Preserving a purple and gold past

Where there was once an empty glass case in the main hallway of Santa Rita Elementary School, there is now a shrine dedicated to looking into the past.

The “Panther Museum” is filled with vintage photographs, memorabilia and various other artifacts of Liberty Hill’s history, paying homage to what the city was like and to serve as a reminder to the current generation of what their home was like long before the local landscape was destroyed. dotted with carefully planned communities, malls and modern schools.

Fifth grader Sloane Williams is the inspiration behind the colorful history exhibit and said the idea came from the fact that the space was originally empty.

“There was really nothing in them,” Williams said. “So I thought, why don’t we add a history museum so people can learn about Liberty Hill through the ages?”

Santa Rita Elementary School gym teacher Gino Peña said Williams once had an epiphany during a regular class.

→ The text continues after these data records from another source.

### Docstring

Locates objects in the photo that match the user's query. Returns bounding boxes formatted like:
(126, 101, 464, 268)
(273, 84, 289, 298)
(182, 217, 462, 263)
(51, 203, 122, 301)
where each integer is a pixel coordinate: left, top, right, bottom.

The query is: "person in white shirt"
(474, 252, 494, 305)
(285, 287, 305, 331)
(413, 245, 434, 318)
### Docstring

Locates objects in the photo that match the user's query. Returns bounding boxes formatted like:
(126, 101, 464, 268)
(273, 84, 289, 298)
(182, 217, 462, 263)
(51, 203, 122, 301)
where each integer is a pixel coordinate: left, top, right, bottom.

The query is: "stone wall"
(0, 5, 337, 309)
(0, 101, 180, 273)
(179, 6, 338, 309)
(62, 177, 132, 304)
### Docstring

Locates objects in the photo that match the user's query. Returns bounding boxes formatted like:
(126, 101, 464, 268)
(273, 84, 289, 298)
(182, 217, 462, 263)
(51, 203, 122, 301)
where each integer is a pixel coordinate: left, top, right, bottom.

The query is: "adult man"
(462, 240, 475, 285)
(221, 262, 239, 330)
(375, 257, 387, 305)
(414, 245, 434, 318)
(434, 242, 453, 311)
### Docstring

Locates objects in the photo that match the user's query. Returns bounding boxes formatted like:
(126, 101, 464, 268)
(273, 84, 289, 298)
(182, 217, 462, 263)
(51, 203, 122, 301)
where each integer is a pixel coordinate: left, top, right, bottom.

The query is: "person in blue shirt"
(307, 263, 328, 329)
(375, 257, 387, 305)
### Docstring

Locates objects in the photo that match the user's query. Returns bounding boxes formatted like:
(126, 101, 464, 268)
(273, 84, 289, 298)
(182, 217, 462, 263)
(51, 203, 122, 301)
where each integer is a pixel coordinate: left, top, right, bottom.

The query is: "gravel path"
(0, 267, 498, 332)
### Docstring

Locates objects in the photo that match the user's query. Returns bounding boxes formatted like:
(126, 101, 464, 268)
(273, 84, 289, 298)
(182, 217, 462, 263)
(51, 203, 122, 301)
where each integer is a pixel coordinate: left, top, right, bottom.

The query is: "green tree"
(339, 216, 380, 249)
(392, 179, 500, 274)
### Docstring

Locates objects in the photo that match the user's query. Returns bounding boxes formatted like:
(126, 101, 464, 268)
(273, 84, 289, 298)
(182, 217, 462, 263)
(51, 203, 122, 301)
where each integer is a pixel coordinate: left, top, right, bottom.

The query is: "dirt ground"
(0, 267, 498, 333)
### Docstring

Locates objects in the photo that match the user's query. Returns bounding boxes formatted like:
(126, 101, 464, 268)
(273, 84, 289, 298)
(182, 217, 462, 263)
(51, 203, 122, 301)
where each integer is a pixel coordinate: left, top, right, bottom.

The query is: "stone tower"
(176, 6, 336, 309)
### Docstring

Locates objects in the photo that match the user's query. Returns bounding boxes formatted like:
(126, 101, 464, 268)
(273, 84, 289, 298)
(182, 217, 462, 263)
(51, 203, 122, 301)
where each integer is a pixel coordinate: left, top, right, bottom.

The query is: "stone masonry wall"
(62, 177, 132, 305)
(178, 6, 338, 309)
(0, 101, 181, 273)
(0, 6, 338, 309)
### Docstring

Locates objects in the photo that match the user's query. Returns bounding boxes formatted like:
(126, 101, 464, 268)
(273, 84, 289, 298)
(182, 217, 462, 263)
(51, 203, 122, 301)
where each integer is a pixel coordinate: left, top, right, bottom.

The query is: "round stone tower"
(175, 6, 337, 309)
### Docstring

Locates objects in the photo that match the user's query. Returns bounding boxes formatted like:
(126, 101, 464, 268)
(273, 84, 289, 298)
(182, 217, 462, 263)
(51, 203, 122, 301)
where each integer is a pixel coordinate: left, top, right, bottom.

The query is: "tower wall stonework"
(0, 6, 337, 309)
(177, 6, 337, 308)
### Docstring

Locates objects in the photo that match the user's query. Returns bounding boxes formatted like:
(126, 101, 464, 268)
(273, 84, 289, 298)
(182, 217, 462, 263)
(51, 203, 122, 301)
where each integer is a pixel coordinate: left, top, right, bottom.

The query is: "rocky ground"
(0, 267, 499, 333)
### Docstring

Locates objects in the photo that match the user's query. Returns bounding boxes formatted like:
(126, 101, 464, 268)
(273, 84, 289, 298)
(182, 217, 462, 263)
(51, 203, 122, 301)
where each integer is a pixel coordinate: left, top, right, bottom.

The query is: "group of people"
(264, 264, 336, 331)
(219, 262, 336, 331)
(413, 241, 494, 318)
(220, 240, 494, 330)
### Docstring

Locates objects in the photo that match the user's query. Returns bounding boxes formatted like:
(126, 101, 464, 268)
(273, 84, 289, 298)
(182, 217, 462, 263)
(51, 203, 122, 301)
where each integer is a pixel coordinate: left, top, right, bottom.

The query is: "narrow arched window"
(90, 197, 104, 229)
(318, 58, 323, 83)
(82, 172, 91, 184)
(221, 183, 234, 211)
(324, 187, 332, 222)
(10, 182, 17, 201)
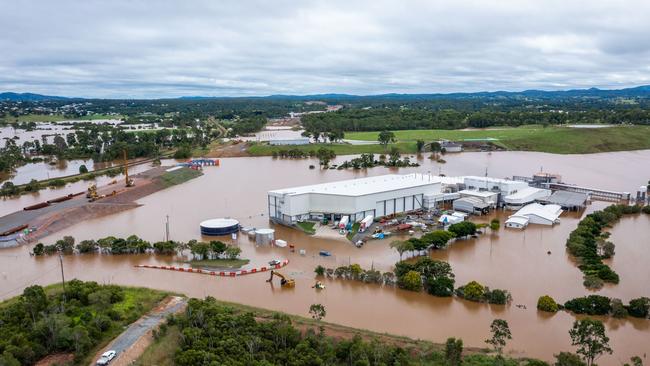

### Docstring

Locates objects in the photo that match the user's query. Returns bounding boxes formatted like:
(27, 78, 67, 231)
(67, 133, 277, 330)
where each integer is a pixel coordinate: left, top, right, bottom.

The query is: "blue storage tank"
(200, 218, 240, 236)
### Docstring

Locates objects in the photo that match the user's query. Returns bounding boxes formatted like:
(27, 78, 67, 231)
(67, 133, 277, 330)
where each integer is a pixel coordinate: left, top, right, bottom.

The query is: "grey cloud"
(1, 0, 649, 98)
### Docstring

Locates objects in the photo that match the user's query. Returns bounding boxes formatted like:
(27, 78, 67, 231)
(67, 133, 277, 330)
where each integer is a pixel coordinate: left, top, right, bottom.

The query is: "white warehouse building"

“It was a normal day and the kids were doing their training stations,” he said. “Suddenly, out of nowhere, Sloan said, “Wouldn’t it be great to have a panther museum?”

Conceptualizing a museum is one thing, bringing it to life is quite another, and he needs outside help from local historian Gary Spivey, who has collected local artefacts throughout his life in Liberty. Hill.

According to Spivey, who donated the exhibits, it’s important that the past is connected to the present in order to pave the way for the future.

“Over the years, I’ve saved all of this so that people can see the progress of Liberty Hill,” Spivey said. “To understand the good times and the bad times.”

In addition, Spivey said he would like other local schools to follow suit.

“I want all schools to participate together,” he said. So everyone is on the same wavelength.

Peña said he was referred to Spivey after a third party intervened.

“I called the Chamber of Commerce and asked if they had any information on who could help,” he said. “They put me in touch with Mr. Spivey – it was about making phone calls and finding the right person.”

Keeping a connection to the past is vital for today’s students, Peña says.

“It’s good for them to be connected to their roots,” he said. “So that they can have an idea of ​​what was here originally.”

Approximately half of the case contains relics from Liberty Hill’s history, including a timeline of the city through the decades, as well as old school books, yearbooks, and other items, while the other half contains Panthers sports memorabilia, including letterman jackets, a pair of baseball boots. as well as a 1934 catcher’s glove and a 1984 sports page commemorating Liberty Hill State’s first-ever playoff football team, as well as a modern helmet.

Williams said it was important that the Panthers athletics be featured prominently.

“I thought there was a lot of sports stuff in there,” he said. “It means a lot to me and to other people. Liberty Hill is a great place to live and sports are a big part of it.”